Even the way Obama argued for the new trade agreement showed how out of touch with the emerging global economy his administration is. He repeatedly said that the TPP would determine who – America or China – would write the twenty-first century’s trade rules. The correct approach is to arrive at such rules collectively, with all voices heard, and in a transparent way. Obama has sought to perpetuate business as usual, whereby the rules governing global trade and investment are written by US corporations for US corporations. This should be unacceptable to anyone committed to democratic principles.
Those seeking closer economic integration have a special responsibility to be strong advocates of global governance reforms: If authority over domestic policies is ceded to supranational bodies, then the drafting, implementation, and enforcement of the rules and regulations has to be particularly sensitive to democratic concerns. Unfortunately, that was not always the case in 2015.

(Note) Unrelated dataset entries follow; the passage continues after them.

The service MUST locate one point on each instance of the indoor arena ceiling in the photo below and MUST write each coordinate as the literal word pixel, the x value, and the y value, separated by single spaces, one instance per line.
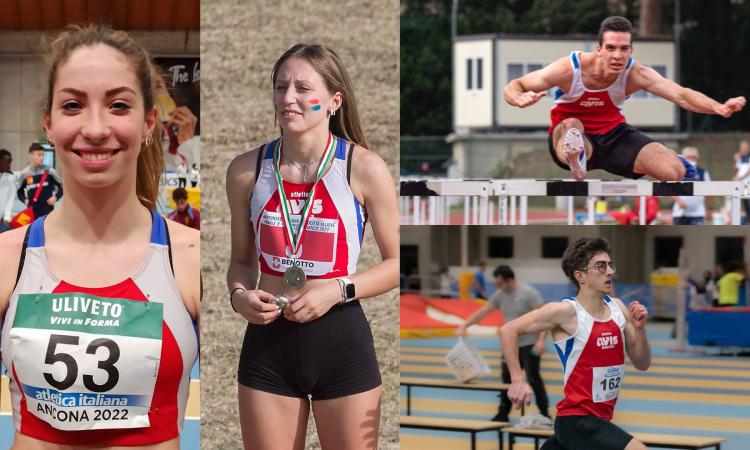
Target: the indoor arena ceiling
pixel 147 15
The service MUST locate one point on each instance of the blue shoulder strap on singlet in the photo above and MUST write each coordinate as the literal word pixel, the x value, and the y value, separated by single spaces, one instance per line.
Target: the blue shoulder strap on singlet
pixel 340 148
pixel 565 354
pixel 36 233
pixel 158 229
pixel 270 148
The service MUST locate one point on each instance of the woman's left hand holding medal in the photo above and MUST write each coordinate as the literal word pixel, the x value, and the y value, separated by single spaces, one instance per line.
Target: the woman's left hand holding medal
pixel 256 306
pixel 312 303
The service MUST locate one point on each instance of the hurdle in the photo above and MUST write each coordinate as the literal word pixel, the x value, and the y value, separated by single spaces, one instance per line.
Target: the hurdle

In 2016, we should hope for the TPP’s defeat and the beginning of a new era of trade agreements that don’t reward the powerful and punish the weak. The Paris climate agreement may be a harbinger of the spirit and mindset needed to sustain genuine global cooperation.
Joseph E Stiglitz, a Nobel laureate in economics and professor at Columbia University, is a former chief economist of the World Bank, chair of the US president’s Council of Economic Advisers and co-chair of the High-Level Commission on Carbon Prices. He is a member of the Independent Commission for the Reform of International Corporate Taxation.